Los chicles son un capítulo completamente aparte. Uno de los parámetros para determinar cuándo un niño tenía uso de razón era, además de los conocimientos básicos del Catecismo, la capacidad para no tragarse el chicle, pues las creencias eran que el mismo se pegaba en el tracto digestivo pudiendo ocasionar una oclusión intestinal que conduciría invariablemente a la muerte. Cuando alcanzamos esa edad, se nos permitió mascar chicle pero sólo Adams. En aquel tiempo los más usuales eran los de pastillas y que venían en sabor menta, frutas, canela, yerbabuena y unos de violeta que sabían a talco. Lo que realmente eran tentación eran unos chicles que en su envoltura de color rosado pálido, decían Duble Bubble Bubble Gum y que en el pueblo llamaban chicle de chimbomba, pues a diferencia de los Adams que no permitían esas gracias, esos si producían unas enormes chimbombas, sin embargo, los abuelos creían a pie juntillas que el esfuerzo para mascarlos tenían efectos nocivos sobre las amígdalas, el desarrollo maxilar y hasta el esternocleidomastoideo. Cuando lográbamos ahorrar un chelín, comprábamos uno de esos chicles, mucho más caros que los Adams y que eran en forma de cubo, compuestos por dos mitades que podían engullirse de una sola vez o guardar una para cuando se terminara la primera. Traían unas estampitas, casi transparentes con historietas en inglés. Era toda una aventura comprarlos clandestinamente y disfrutarlos en el cine haciendo gala de la capacidad de hacer chimbombas a diestra y siniestra. Luego nos sorprendieron los chicles de pelota, una gran innovación en aquella época y a pesar de ser más dulces que los Adams, podían hacer modestas chimbombas. Se vendían a granel y sin envoltura y son los mismos que ahora se venden en máquinas expendedoras.

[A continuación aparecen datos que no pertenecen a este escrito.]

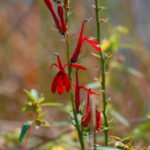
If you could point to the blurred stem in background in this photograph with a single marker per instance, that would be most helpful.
(69, 75)
(102, 60)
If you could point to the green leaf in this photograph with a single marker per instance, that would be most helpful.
(105, 148)
(31, 97)
(86, 131)
(34, 93)
(24, 130)
(52, 104)
(118, 116)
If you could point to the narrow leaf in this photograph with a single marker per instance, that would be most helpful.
(34, 93)
(24, 130)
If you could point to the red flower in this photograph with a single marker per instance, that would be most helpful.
(81, 40)
(77, 92)
(61, 82)
(86, 118)
(60, 26)
(61, 15)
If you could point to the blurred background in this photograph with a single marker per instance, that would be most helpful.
(28, 39)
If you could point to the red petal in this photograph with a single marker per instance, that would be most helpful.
(78, 49)
(78, 66)
(86, 119)
(54, 65)
(86, 89)
(77, 93)
(55, 82)
(93, 43)
(98, 120)
(67, 83)
(61, 15)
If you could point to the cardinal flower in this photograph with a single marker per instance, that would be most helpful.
(77, 93)
(61, 15)
(61, 82)
(86, 118)
(81, 40)
(61, 26)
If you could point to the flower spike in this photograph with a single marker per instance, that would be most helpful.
(86, 118)
(78, 49)
(61, 82)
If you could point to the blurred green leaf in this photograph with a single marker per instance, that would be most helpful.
(62, 123)
(105, 148)
(51, 104)
(24, 130)
(118, 116)
(143, 130)
(133, 71)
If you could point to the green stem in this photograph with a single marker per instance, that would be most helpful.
(103, 82)
(72, 97)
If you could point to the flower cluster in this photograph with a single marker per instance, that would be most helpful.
(61, 81)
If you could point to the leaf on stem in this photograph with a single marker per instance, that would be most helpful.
(24, 130)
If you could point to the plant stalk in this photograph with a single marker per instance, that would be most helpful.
(102, 60)
(28, 135)
(71, 91)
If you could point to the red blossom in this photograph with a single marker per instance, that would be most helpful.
(61, 82)
(61, 15)
(77, 93)
(81, 40)
(87, 116)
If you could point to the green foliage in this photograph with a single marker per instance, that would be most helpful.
(26, 126)
(123, 144)
(34, 105)
(142, 131)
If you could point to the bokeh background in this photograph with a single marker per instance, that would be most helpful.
(28, 39)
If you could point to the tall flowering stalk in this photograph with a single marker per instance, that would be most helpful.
(63, 81)
(102, 61)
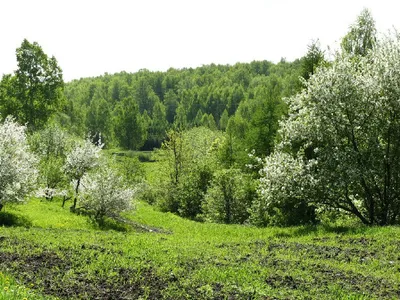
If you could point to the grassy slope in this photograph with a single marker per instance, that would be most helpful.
(65, 255)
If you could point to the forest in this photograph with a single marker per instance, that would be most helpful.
(253, 143)
(256, 180)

Los chicles más originales y extraños eran los chicles de pollito. La única persona que los vendía era doña Margarita Centeno, una comerciante de Masaya que llegaba regularmente a San Marcos y entre las curiosidades que ofrecía estaban estos chicles. Venían en una caja como de fósforos, un poco más alta, con un dibujo de un par de pollitos y traía además de una dotación de chicles, una sorpresa que era una miniatura de un juguete. Nunca supimos de dónde eran esos chicles y jamás en la vida volví a encontrarlos en ninguna parte. Muy originales también eran los chicles Mágicos, que en su envoltura tenían a una gitana y cuyo sabor era “X” como dicen ahora, pero tenían la particularidad de traer un papel que al ponerse a cierta distancia del fuego, aparecía un mensaje sobre el futuro del consumidor, tan ambiguo que parecía reporte de la Comisión Económica de la Asamblea Nacional.

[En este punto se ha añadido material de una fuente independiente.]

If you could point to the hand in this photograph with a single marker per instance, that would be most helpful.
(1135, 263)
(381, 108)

Luego empezaron a surgir nuevas marcas de chicle para competir con las tradicionales, algunas de la misma Adams, como los Cupy, los Mambo, los chicles de moneda, los Minichicles, los Clark, los Bum, los Corvis, que tuvieron una propaganda agresiva con aquella famosa frase: No me pida imposibles, mejor pídame un Corvis. Los más exagerados eran los chicles Cadillac que no ofrecían un sabor excelente pero su tamaño era considerable, pues podrían alcanzar los 20 centrímetos y un poco menos presuntuosos fueron los ladrillos de chicles de regular tamaño.

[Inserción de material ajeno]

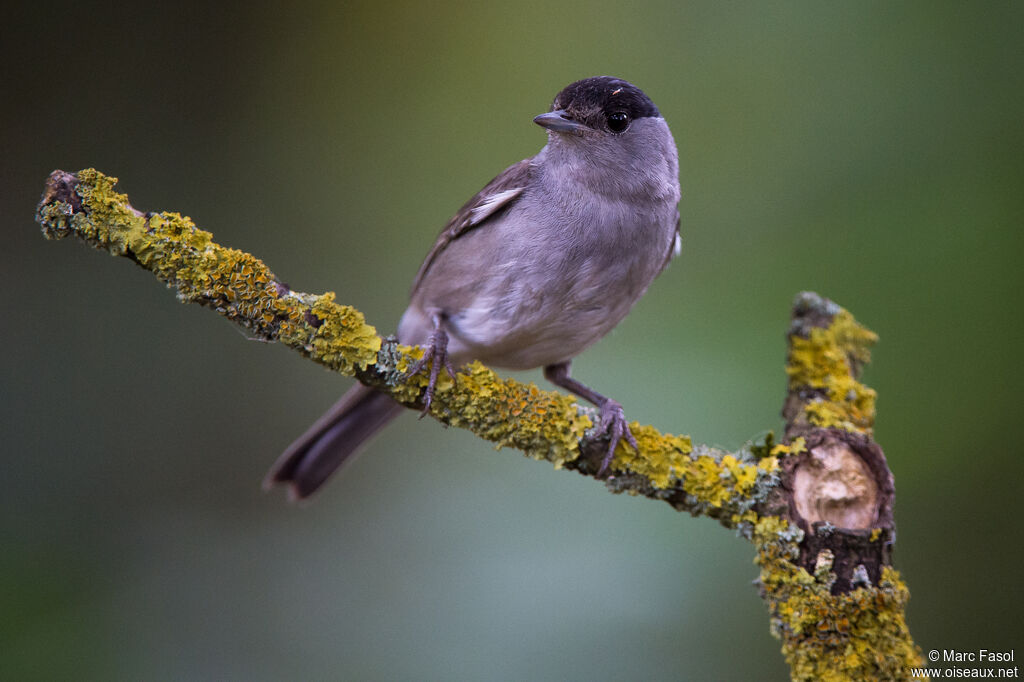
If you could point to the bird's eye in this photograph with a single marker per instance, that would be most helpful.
(617, 122)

Estoy seguro que cada quien guardará en la memoria un sinnúmero de golosinas que a mí se me quedaron en el tintero o se perdieron en los recovecos de la memoria, lo que es seguro es que siempre que hayan niños, habrá una enorme variedad de dulces para todos los gustos.
Los que ahora somos abuelos, no nos queda más que los dulces recuerdos de la niñez, cuando el páncreas resistía toneladas de azúcar, pero como dicen: “Lo gozado y lo bailado nadie nos lo quita”.
Le agradezco a mi hermana Oralya por la tarde lluviosa en San Salvador en que rememoramos todos los dulces recuerdos, mientras nos embelesábamos con Paulita Cecilia.